Bogotá. In Kolumbien fordert ein Erdrutsch mindestens 60 Menschenleben

„Es hörte sich an wie eine Bombe“, erzählte Alba Herrera. Es war 3.00 Uhr nachts in La Margarita, als sie mit ihrem Kind vor den reißenden Schlamm- und Wassermassen wegrannte. Die zwei konnten sich auf einer Anhöhe in Sicherheit bringen. Viele ihrer Nachbarn am Fluss Liboriana in dem Bergtal in Kolumbien schafften es nicht. „Ich sah, wie ein Mädchen von einem Balkon in die Flut sprang und verschwand“, sagte sie der Zeitung „El Colombiano“. Bei Tageslicht zeigte sich die volle Zerstörungskraft der Todesflut: Kaputte Häuser waren mit entwurzelten Bäumen und Schlamm zu großen Haufen zusammengeschoben.

Der Fluss Liboriana und die rund 800 Bewohner von La Margarita teilten sich die enge Schlucht mit den felsigen Hängen. Starke Regenfälle hatten jedoch das Wasser stark anschwellen lassen. In nur vier Tagen sei in der Region fast die durchschnittliche Regenmenge des gesamten Monats Mai gefallen, erläuterte der Leiter der kolumbianischen Wetterwarte dem Rundfunksender RCN. Der Fluss donnerte daraufhin wie eine Lawine durchs Tal.

Mehr als 60 Leichen waren am Montag geborgen worden. Doppelt so viel Menschen galten noch als vermisst in der kleinen Ortschaft 520 Kilometer nordwestlich der Hauptstadt Bogotá.

Die Flut sei vor allem an den Hängen des 3000 Meter hohen Berges Cerro Plateado entstanden, erläuterte Staatschef Juan Manuel Santos nach seinem Flug über die Unglücksregion. Er rief den Notstand in dem Gebiet aus und kündigte Hilfsmaßnahmen an.

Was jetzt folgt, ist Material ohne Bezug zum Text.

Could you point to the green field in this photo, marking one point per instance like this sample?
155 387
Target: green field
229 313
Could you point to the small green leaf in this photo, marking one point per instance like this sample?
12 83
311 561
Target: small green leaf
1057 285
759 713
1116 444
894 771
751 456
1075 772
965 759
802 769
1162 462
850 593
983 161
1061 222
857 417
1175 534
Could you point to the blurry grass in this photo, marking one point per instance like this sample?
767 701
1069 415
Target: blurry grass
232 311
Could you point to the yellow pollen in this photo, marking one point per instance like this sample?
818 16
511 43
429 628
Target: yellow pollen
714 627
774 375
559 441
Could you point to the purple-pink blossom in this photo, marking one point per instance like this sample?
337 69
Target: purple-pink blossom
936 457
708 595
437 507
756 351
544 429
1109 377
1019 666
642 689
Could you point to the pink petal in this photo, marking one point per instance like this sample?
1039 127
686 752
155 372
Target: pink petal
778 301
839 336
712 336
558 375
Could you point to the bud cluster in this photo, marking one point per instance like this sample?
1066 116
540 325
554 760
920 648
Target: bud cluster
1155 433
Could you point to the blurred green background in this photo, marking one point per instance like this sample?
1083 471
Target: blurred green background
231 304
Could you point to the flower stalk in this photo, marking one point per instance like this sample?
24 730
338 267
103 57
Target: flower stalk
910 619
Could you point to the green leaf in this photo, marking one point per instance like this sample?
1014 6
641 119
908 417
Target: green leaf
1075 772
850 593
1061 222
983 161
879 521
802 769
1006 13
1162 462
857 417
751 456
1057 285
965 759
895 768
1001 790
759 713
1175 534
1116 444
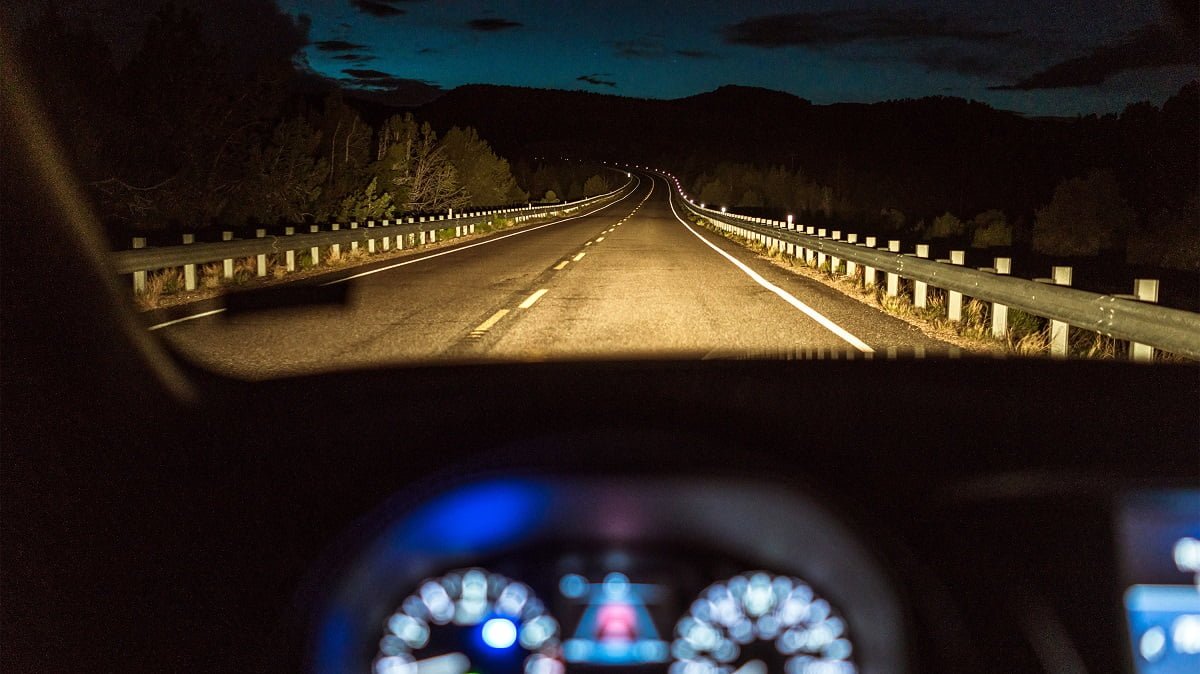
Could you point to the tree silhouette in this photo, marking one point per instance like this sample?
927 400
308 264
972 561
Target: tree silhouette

Die Rettungsmannschaften suchten weiter entlang des Flusses nach Menschen in Not und hatten wenig Hoffnung, Überlebende zu finden. Unterdessen gab es für diejenigen, die die Schlammlawine überlebt hatten, noch keine Entwarnung: In den nächsten Tagen soll es weiter regnen.